Solar energy courses down upon our planet, heating our atmosphere, feeding
our plants, purifying our water and lighting the world around us. The
Sun catalyzes every major ecocycle on which life depends. Yet only in
the last century have people discovered the key to mimicking photosynthesis--
learning to convert sunlight to electricity rather than merely basking
in its warmth. Thus, it is particularly fitting to employ solar electricity
when telling the history of Earth's most important star.
our proposed installation, the Observation Tower projects a beacon which
visually recapitulates the solar lifecycle. The Tower stands as a lighthouse
in the dark, broadcasting through its pattern of shifting lights and
colors the full richness of the Sun's history. Through this novel and
dramatic visage, people will be drawn to LSC to gain knowledge about
the Sun and to contemplate our long term future.
Stars like our Sun pass through four main stages. They begin life
as a glowing red cloud, condensed from gravitationally-attracted interstellar
gases. The mass grows larger and brighter over time, finally accreting
enough fuel to form a single large yellow-white star. This is the Sun
in the sky today. Then, as the star exhausts most of its energy, gravity
can no longer hold its atoms together and the sun explodes into a huge,
red giant ball. Once again this new cloud collapses, this time into a
much smaller white dwarf star. The white dwarf glows for millions of years
and then fades quietly away.
Our installation demonstrates solar evolution by creating a "projection
screen" on the interior surface of the observation tower. Four identical
banks of lights, mounted on the angled sheet rock walls along the perimeter
of the observation deck illuminate their opposing pyramidal glass skylights.

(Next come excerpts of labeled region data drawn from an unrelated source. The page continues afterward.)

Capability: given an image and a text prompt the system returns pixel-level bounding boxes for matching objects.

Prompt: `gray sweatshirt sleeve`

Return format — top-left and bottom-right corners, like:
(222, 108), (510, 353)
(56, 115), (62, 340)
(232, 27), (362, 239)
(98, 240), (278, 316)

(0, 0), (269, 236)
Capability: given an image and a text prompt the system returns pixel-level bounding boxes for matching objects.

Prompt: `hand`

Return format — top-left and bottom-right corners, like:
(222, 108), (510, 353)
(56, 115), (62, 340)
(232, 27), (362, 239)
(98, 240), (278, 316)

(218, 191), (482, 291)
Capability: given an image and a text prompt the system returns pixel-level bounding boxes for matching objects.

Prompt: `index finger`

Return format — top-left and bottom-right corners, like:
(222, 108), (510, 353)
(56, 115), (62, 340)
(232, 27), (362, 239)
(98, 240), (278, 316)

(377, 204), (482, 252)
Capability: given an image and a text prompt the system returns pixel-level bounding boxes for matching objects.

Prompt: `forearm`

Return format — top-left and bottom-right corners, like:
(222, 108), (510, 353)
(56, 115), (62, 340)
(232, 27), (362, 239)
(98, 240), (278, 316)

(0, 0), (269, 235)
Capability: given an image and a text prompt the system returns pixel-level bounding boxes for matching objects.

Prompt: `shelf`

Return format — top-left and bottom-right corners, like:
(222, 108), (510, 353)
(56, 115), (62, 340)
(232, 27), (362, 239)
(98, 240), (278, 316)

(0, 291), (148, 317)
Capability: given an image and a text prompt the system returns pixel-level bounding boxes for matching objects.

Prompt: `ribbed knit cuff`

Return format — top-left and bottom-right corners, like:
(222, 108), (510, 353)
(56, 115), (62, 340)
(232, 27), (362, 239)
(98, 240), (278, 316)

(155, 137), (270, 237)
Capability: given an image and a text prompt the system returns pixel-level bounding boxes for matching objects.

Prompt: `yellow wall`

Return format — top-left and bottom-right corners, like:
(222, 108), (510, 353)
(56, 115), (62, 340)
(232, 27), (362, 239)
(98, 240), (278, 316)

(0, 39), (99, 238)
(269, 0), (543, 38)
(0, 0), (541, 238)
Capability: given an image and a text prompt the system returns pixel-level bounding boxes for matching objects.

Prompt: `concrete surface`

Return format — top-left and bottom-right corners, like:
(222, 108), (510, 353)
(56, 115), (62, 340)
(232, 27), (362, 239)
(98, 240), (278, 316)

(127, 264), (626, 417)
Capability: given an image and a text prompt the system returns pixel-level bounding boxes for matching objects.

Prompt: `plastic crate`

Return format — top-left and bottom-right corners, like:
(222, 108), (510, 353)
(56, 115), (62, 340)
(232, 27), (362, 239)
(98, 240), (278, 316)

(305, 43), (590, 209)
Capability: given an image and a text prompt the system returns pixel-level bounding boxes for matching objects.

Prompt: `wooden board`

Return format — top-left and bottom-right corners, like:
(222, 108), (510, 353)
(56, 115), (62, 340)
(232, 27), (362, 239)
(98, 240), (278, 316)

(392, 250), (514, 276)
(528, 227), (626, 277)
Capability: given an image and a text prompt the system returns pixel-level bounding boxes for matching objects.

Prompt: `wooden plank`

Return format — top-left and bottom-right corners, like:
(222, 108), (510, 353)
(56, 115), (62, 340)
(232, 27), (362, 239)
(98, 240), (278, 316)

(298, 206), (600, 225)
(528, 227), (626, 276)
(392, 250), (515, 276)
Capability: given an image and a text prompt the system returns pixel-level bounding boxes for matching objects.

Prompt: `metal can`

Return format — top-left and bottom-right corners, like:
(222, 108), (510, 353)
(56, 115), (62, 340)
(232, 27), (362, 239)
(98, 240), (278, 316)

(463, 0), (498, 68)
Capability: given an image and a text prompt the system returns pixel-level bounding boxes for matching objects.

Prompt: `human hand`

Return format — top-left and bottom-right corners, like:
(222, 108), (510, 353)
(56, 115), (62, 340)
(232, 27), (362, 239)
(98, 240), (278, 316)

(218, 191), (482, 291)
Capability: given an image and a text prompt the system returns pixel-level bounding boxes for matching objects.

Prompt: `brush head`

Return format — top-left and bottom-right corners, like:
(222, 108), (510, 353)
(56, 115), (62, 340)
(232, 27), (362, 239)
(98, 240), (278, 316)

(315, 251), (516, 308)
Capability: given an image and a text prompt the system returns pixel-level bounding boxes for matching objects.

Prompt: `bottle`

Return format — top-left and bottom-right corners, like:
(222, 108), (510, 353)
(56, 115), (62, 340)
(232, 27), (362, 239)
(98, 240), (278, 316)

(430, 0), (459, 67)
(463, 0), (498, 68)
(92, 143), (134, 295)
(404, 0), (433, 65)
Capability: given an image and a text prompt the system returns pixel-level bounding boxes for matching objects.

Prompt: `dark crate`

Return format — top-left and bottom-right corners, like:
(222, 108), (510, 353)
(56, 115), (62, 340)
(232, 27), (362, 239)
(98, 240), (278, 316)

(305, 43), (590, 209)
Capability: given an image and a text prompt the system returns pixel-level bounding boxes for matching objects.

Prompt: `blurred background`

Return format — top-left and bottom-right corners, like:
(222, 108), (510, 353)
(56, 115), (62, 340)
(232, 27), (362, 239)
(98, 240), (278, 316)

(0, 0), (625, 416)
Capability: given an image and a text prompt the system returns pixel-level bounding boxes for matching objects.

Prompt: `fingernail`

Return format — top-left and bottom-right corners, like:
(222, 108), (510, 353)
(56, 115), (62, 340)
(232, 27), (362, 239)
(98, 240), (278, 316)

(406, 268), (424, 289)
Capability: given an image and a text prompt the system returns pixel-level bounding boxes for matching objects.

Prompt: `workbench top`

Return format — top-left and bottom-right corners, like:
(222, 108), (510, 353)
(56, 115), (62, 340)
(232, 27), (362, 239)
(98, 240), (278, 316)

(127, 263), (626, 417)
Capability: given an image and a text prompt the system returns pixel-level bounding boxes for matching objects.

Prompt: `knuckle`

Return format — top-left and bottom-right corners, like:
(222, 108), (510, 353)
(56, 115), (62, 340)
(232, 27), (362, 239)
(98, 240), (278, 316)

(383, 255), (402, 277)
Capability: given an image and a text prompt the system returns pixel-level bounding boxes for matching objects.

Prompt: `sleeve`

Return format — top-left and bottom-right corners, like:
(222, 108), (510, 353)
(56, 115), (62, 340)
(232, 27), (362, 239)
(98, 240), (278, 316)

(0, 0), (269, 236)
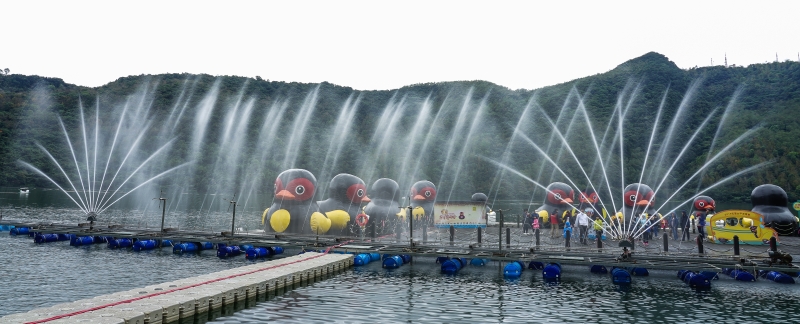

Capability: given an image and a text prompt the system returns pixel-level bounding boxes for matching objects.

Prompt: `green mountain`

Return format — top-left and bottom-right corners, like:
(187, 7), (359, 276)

(0, 52), (800, 208)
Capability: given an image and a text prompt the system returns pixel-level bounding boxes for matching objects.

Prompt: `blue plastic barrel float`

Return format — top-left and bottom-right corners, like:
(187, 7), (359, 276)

(722, 269), (756, 282)
(589, 264), (608, 274)
(133, 240), (159, 252)
(503, 261), (525, 279)
(469, 258), (489, 267)
(611, 267), (631, 285)
(759, 270), (794, 284)
(58, 234), (75, 241)
(353, 253), (372, 266)
(528, 261), (544, 270)
(382, 254), (403, 269)
(683, 271), (711, 289)
(369, 252), (381, 262)
(33, 233), (59, 243)
(700, 271), (719, 280)
(8, 227), (31, 236)
(678, 270), (691, 281)
(106, 238), (133, 249)
(217, 243), (242, 259)
(69, 236), (95, 246)
(542, 263), (561, 281)
(172, 242), (200, 254)
(628, 268), (650, 277)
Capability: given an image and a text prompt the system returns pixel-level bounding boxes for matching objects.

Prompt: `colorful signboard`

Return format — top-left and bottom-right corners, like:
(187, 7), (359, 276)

(433, 201), (486, 228)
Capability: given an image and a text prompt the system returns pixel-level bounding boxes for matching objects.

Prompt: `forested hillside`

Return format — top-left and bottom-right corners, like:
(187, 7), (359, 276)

(0, 53), (800, 208)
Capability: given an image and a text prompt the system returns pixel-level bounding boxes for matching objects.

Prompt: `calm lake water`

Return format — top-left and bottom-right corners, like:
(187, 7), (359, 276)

Each bank of lights consists of a main spotlight of 500 watts, with computer
controllable color filters and adjustable spot diameters. These
lights can sweep across the skylight, imparting an impression of motion.
The computer will keep the total power at or below 2.5 kw at all times
Since the screen is visible from the highway during the day, a
pattern of stars and gaseous clouds will be spray-painted on the screen
to add relevant visual interest.
The principles of solar evolution are easy to grasp and essential
to life, yet widely unknown. We hope to enhance the New Jersey skyline
while educating the public at the same time.